Thursday, April 2, 2009
Turkey
Antakya
Our Turkish city of firsts. First Otogar (bus station), Servis, Doner Kebab, Efes, Turkish Breakfast (tomato, cucumber, olives, bread, salted cheese). Tidy little town in the grips of local elections. Surrounded by mountains and a stones throw from Syria.
Sanliurfa
The furtherest we ventured east. A traditional town, a throw back to Syria. Pilgrim town where Abraham hid from King Nimrod and Job lived in a cave waiting for God. The beautiful Golbasi. A garden comemorating Abraham's story where God turned the coals Nimrod put him on into fish and the fire into water. Butcher's street with carcasses hanging everywhere.
Gaziantap
One word Baklava !! The home of it and reputably the best in the world at Imam Cagdas. Interesting story of Antep's rebellion against colonisation. The impressive Mosaic Museum housing the mysterious Gypsy Girl. A pleasant cup of Tea in a converted Hamam, with Turkısh folk music in the background.
Kayseri
A cold spot wıth snow on the ground. Set against the backdrop of Mt Erciyes and home to Turkish Pastrami. A garlic tasting version at that. Our fırst taste of carpet sellers resulting in a tour around the Bazaar and Caravaniseri.
Goreme
Snow covered lunar landscape. Our very own cave for three nights. The distinct town of Goreme with numerous pension built in the rocks. A long tour to the main sights of Cappadocia. Derinkuyu the largest underground city, 8 stories and 55m under the ground.
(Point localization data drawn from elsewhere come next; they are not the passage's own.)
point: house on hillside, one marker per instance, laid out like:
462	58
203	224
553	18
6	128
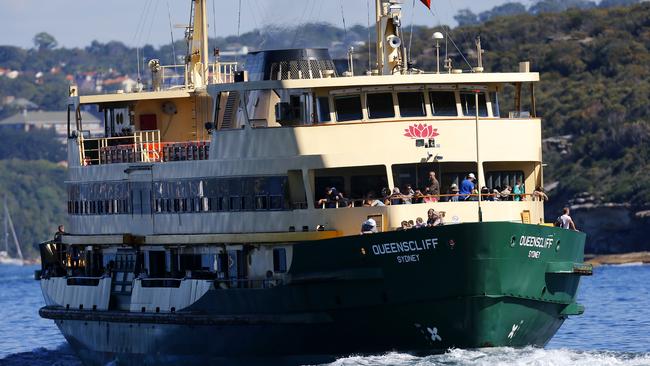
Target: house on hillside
30	120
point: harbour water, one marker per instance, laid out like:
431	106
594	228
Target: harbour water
615	329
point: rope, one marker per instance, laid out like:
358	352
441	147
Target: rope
448	36
238	30
369	53
214	19
411	31
345	29
171	33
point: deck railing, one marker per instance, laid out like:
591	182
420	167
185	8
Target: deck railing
173	76
142	146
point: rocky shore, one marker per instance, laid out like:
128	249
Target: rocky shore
614	259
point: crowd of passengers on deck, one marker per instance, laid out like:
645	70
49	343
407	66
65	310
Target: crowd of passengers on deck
468	191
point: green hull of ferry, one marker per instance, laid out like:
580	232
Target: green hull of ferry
419	291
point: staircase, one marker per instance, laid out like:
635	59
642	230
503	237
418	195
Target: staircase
230	111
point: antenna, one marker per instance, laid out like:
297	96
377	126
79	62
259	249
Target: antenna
479	55
13	231
351	61
6	224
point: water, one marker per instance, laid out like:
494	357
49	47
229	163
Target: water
615	329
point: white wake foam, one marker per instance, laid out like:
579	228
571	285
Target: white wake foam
503	356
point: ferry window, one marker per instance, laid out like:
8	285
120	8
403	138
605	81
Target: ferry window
348	108
190	262
205	204
235	203
276	202
494	98
411	104
380	105
248	203
280	260
261	202
443	104
468	103
323	109
499	180
157	264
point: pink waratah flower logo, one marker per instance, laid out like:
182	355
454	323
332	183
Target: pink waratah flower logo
421	131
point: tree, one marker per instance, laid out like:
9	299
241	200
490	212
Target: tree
612	3
502	10
45	41
557	6
466	17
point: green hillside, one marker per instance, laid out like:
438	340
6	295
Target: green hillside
36	199
594	64
595	70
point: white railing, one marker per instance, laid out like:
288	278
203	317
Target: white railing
142	146
177	75
223	72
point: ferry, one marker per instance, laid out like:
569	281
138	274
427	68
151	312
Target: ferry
260	213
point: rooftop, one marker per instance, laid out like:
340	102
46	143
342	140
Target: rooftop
44	117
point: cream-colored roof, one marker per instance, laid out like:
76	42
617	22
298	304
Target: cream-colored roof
130	97
363	81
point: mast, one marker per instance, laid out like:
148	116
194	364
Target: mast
6	224
199	57
391	51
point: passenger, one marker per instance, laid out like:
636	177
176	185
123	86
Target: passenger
385	193
434	187
418	197
519	190
396	197
269	282
332	197
506	193
371	201
453	191
539	194
566	222
428	197
485	194
407	195
369	227
467	187
60	231
432	218
495	195
419	223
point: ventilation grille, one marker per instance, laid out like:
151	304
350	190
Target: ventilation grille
303	69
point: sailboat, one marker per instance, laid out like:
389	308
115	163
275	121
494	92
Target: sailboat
5	258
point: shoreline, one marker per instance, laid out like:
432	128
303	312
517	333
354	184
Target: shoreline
617	259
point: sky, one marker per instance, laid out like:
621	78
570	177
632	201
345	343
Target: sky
76	23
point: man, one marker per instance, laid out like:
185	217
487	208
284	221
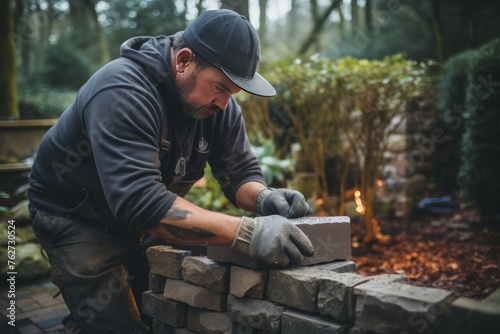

A small hike in the Ihlara valley a canyon like expanse. Lunch in the valley on the banks of the Melendiz Syu river. A leisurely day hiking the Rose and Red canyons, the names aptly describing the landscape. Finally the Goreme open air museum. A collection of Byzantine churches dug into the hills. Some with vivid frescoes.
Konya
Two words "Whirling Dervishes." The Islamic brotherhood of Mevlana, a brilliant student of Islamic Theology. A spiritual visit to his Masoleum (even for me). The cleanest Hotel in the Middle East at Ulusan Hotel. Toasted sandwiches for breakfast a tasty touch.
Antalya
Our first sight of the Mediteranean and what a backdrop with snow covered mountains hovering over the pebble beaches. Hotel Oscar and our Half Board experience. Eating way too much from the buffet. But making the most of the incredible array of Meze. Fanatastic excavations from Perge in the Antayla Museum. Including a large array of Sarcophogus and Greek God statues. A huge black cloud blocking the sun as we went for a dip in the cool waters. Expensive beers in the Roman Harbour and possible the worst boat trip in the world. Thankfully we aren't that gullible. Bitte Scheon as we wandered the manicured old town.